Leong, daughter of Josephine and Raymond Ching of Niu Valley, attended Jefferson Elementary, Stevenson Intermediate and Roosevelt High schools and went to UH for two years in the first class of accelerated studies.

She earned bachelor's and doctorate degrees in zoology and microbiology from the University of California-Berkeley and University of California-San Francisco Medical Center. She wanted to return to Hawaii with her degrees, but no jobs were available, she said in a telephone interview.

Then, when first offered the HIMB position, she had to turn it down until her son graduated from high school. She said she cried when she said no, but "family comes first."

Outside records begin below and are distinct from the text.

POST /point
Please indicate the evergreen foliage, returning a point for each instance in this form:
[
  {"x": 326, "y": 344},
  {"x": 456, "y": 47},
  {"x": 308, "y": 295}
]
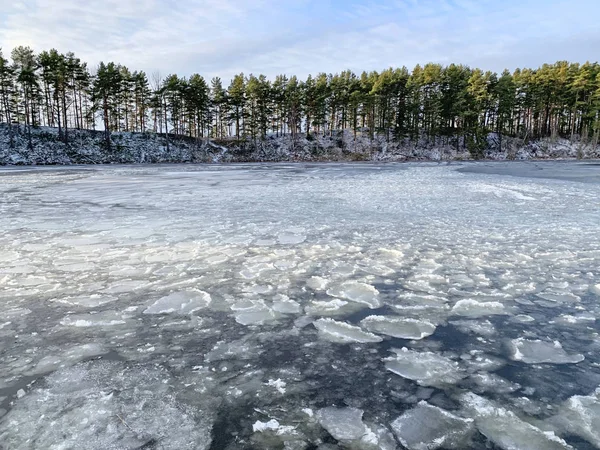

Her two children now are going to college, and the HIMB job "amazingly remained open," she said. "I am more than ecstatic to be going (to Hawaii)." Leong's husband, Oren, an anesthesiologist who will retire in July, also is from Hawaii, the son of Muriel Leong and the late Sun Leong.

Jo-Ann Leong has been on the OSU faculty since 1995, and in 1998 was named the second recipient of the Emile F. Pernot Distinguished Professorship in Microbiology at OSU. The endowed professorship was established to enhance the study of microbiology.

She is a nationally recognized specialist on viral diseases in salmon, trout and aquatic animals and was a key figure in creation of a Center for Salmon Disease Research at Oregon State.

She was appointed chairwoman of the Microbiology Department in 1996 and has received awards for her teaching, research and service.

A research virologist, she teaches virology, molecular biology of HIV, disease of Pacific salmon and immunopathogenesis of HIV.

She does research on human retroviruses, such as HIV, and on viral diseases that devastate fish stocks.

She also holds patents on vaccines to control viral infection of fish.